CHAPTER 3 - VEGETATION STRUCTURE AS AN INDICATOR FOR LAND-COVER DYNAMICS ASSESSMENT IN THE AMAZON
3.6. Trends in research of tropical forest secondary succession
The findings and topics exposed in this chapter illustrate the importance of studying secondary succession in tropical environments. The research also identified many research initiatives regarding the integration of vegetation structure data and the use of satellite images in monitoring land-cover dynamics in the Amazon.
The rapid and aggressive regrowth of secondary vegetation in tropical areas has already been discussed by a number of researchers. The Amazon colonization produces widespread deforestation but also a mosaic of secondary successional vegetation stages. Different regeneration patterns occur depending on land management following deforestation. Although it is clear that secondary vegetation will not preserve the total biodiversity of mature forests, it is also clear that it plays an important role in the Amazonian landscape structure and function (Smith et al. 1997).
Perhaps one important question not covered by this chapter is the role of species composition within the different stages of regrowth. Studies have shown that disturbance from slash-and-burn agriculture affects species composition much more than stand structure and biomass (Uhl 1987). Vieira et al. (1996) have also pointed out that even after 40 years of recovery, richness is less than half of a primary forest. Although such an issue is of central relevance to the maintenance of local and regional biodiversity, we are far from being able to differentiate distinct tropical forest communities based on species composition when using satellite data. Current applications can only recognize different structural patterns and processes.
Research regarding these latter applications includes many new approaches. In terms of the availability of new sensors and data, optical and microwave data provide complementary information about land use and forest fragmentation. Besides overcoming the problem of cloud cover, the use of low frequency radar systems and its integration with other spatial and spectral data is promising for land-cover mapping in the Amazon (Rignot et al. 1997, Saatchi et al. 1997, Yanasse et al. 1997).
A second way of improving the extraction of earth surface feature information for LULC classifications in the Amazon is the use of state-of-the-art techniques for image processing and classification. Among others, spectral mixture analysis (Schweik 1995, Adams et al. 1995), spatial-spectral classifiers (Foody et al. 1996), spectral indices of canopy brightness (Steininger 1996) and GIS-informed classifications (Hinton 1996, Batistella 2000) are among the main trends to improve monitoring of secondary succession.

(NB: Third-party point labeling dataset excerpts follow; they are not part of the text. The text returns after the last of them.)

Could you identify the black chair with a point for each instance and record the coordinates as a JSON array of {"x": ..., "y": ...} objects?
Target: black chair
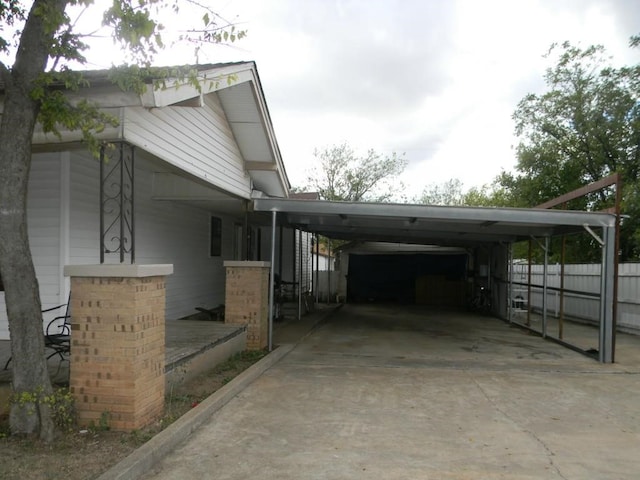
[{"x": 57, "y": 336}]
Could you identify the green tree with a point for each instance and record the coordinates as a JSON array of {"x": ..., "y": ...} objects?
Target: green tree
[
  {"x": 45, "y": 45},
  {"x": 585, "y": 127},
  {"x": 447, "y": 193},
  {"x": 340, "y": 174},
  {"x": 452, "y": 193}
]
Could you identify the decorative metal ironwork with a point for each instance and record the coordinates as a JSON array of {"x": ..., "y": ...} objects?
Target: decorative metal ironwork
[{"x": 116, "y": 201}]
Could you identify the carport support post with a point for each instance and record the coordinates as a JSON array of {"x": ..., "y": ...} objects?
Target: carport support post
[
  {"x": 299, "y": 274},
  {"x": 544, "y": 287},
  {"x": 274, "y": 215},
  {"x": 510, "y": 285},
  {"x": 607, "y": 281}
]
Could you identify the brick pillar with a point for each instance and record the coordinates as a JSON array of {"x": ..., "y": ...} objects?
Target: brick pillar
[
  {"x": 247, "y": 300},
  {"x": 117, "y": 343}
]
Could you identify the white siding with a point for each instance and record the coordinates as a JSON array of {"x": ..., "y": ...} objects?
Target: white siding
[
  {"x": 197, "y": 140},
  {"x": 43, "y": 203},
  {"x": 166, "y": 232}
]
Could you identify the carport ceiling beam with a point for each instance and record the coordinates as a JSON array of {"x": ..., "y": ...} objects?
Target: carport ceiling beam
[
  {"x": 595, "y": 236},
  {"x": 512, "y": 216}
]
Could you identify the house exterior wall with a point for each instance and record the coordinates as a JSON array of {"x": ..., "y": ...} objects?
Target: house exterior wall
[
  {"x": 64, "y": 229},
  {"x": 197, "y": 140},
  {"x": 44, "y": 203},
  {"x": 166, "y": 232}
]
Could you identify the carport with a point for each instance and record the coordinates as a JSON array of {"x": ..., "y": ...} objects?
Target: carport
[{"x": 491, "y": 231}]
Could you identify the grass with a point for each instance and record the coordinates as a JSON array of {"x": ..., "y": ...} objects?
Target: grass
[{"x": 85, "y": 454}]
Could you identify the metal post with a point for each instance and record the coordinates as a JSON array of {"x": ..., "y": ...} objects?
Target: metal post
[
  {"x": 329, "y": 272},
  {"x": 528, "y": 323},
  {"x": 607, "y": 281},
  {"x": 510, "y": 285},
  {"x": 274, "y": 215},
  {"x": 280, "y": 261},
  {"x": 293, "y": 263},
  {"x": 316, "y": 284},
  {"x": 300, "y": 275},
  {"x": 544, "y": 286},
  {"x": 563, "y": 252},
  {"x": 102, "y": 176}
]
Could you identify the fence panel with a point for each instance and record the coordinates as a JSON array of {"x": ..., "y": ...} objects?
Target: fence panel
[{"x": 584, "y": 282}]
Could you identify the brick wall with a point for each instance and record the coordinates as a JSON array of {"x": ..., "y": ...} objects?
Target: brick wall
[
  {"x": 247, "y": 300},
  {"x": 117, "y": 350}
]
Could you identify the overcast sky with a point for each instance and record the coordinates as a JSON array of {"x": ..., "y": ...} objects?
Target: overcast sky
[{"x": 437, "y": 80}]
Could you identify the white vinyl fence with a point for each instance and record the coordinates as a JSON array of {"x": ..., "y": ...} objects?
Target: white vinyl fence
[{"x": 582, "y": 301}]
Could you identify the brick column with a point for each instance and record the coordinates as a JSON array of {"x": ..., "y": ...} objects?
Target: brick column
[
  {"x": 117, "y": 343},
  {"x": 247, "y": 300}
]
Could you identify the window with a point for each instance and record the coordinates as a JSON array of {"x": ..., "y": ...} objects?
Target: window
[
  {"x": 215, "y": 249},
  {"x": 237, "y": 241}
]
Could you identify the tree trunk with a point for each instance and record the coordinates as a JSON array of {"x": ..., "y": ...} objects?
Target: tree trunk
[{"x": 22, "y": 296}]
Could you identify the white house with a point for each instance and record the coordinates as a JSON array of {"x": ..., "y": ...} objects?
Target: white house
[{"x": 178, "y": 174}]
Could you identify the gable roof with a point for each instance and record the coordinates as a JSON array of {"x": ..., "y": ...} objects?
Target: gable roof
[{"x": 237, "y": 86}]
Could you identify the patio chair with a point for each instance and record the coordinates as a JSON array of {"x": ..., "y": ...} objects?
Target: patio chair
[{"x": 57, "y": 335}]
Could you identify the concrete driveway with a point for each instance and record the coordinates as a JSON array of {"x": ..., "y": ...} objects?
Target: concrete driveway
[{"x": 408, "y": 393}]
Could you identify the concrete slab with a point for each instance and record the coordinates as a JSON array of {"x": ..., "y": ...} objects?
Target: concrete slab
[{"x": 386, "y": 392}]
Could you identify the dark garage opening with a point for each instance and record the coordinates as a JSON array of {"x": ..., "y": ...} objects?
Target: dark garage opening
[{"x": 424, "y": 279}]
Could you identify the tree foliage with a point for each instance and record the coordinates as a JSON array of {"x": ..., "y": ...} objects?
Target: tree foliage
[
  {"x": 41, "y": 43},
  {"x": 340, "y": 174},
  {"x": 583, "y": 128},
  {"x": 452, "y": 193}
]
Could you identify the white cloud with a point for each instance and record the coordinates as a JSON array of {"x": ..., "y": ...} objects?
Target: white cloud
[{"x": 436, "y": 79}]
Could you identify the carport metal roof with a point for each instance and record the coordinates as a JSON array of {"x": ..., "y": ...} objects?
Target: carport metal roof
[
  {"x": 428, "y": 224},
  {"x": 455, "y": 226}
]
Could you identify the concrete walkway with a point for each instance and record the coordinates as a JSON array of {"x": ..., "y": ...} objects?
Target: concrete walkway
[{"x": 410, "y": 394}]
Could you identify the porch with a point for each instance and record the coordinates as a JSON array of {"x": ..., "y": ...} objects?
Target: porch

Recent questions have arisen about the importance of successional land covers to carbon sequestration (Fearnside and Guimarães 1996). Other studies have addressed the process of degradation of Amazonian forests (Nepstad et al. Flames 1999, Vieira et al. 1993). Activities such as selective logging have been responsible for the impoverishment of forests. Logging and fire increase forest vulnerability to future burning, 'potentially doubling net carbon emissions from regional land use during severe El Niño episodes' (Nepstad et al. Large-scale 1999).
The ecological functions of secondary forests at local and regional scales have just recently been investigated. Besides maintaining one-third of the native species, their role in carbon sequestration seems to be even more important (Vieira et al. 1996). Furthermore, successional vegetation re-evaporates an important part of the rainfall input in spite of the marked seasonal distribution of rainfall (Holscher et al. 1997). Possible regional climatic changes due to deforestation may be less severe in areas where woody secondary vegetation plays an important role in land cover.
At the local scale, the stages of secondary succession are directly associated with cycles of production and abandonment. Slash and burn clearing, cropping, and fallowing correspond to different phases within these cycles and depend on decision-making processes among the landowners. In this sense, monitoring the outcomes in terms of vegetation structure and LULC may also provide information about actions being taken by farmers. The study of LULC dynamics, and its fundamental importance to the understanding of general patterns of landscape transformation, is the goal of the next chapter.